For Leemet this has been a good thing. His life in the forest is fun and adventurous. His uncle is one of the last fluent speakers of Snakish, the language that allows humans to communicate with snakes, those wisest of forest inhabitants, and exercise control over other animals. Without Snakish, it is difficult to maintain an adequate herd of wolves, and wolves are needed for both transportation and their milk. Leemet masters the ancient language, and he spends his days with human friends his own age, his older male relatives, and the invaluable snakes who offer both advice and the warmth of their burrows in the winter. He is also friendly with the primates, an older hominid species who has not left the trees and spend most of the time breeding wood lice the size of sheep.

Andrus Kivirahk is the most popular contemporary author in Estonia, known as a satirical journalist and a bestselling novelist. This novel, which appears to take place in a fantastic version of his homeland during the early middle ages, is his first to be translated into English. It is an engaging tale of old ways giving way to modernity, filled with episodes of comic invention, family drama, young love, and the sadness of old traditions giving way to a modernity that offers much but exacts a stiff toll.

Andrus Kivirähk

Andrus Kivirähk

Leemet is the perfect hero for such a tale, a tenth-century, Estonian Huckleberry Finn. Despite his snakish wisdom, he can be very naïve. He perceives the armored knights that come from across the sea on their armored horses as single, metallic creatures. He is surprised to discover how relatively easy they are to kill. The obese, berobed monks who accompany them he assumes are their ever-pregnant wives.

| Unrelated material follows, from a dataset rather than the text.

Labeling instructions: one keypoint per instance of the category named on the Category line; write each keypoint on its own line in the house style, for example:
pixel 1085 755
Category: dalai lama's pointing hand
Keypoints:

Leemet may be naïve, but he is not stupid like those who have abandoned the forest for the village. Village dwellers, vehement about their newly acquired civilized skills and Christianity, believe all sorts of superstitious nonsense about the forest and its supposedly demonic denizens. And they rejoice in their subservience to their German-speaking masters. The village leader was taken as a young man across the sea for training in civilization and the new religion. When he speaks with pride of his time spent as the bedmate to an archbishop, Leemet cannot help but feel that there is something off about this arrangement.

But Kivirahk’s novel will be the story of sad, funny, and inevitable change. As I read it, I wondered what added resonance it had for its Estonian audience, who have taken it so to heart that a popular board game has been created around it. For English readers it is a thoroughly enjoyable historical fantasy and an introduction to a major European writer.

(I received an advanced ebook of this title from Net Galley.)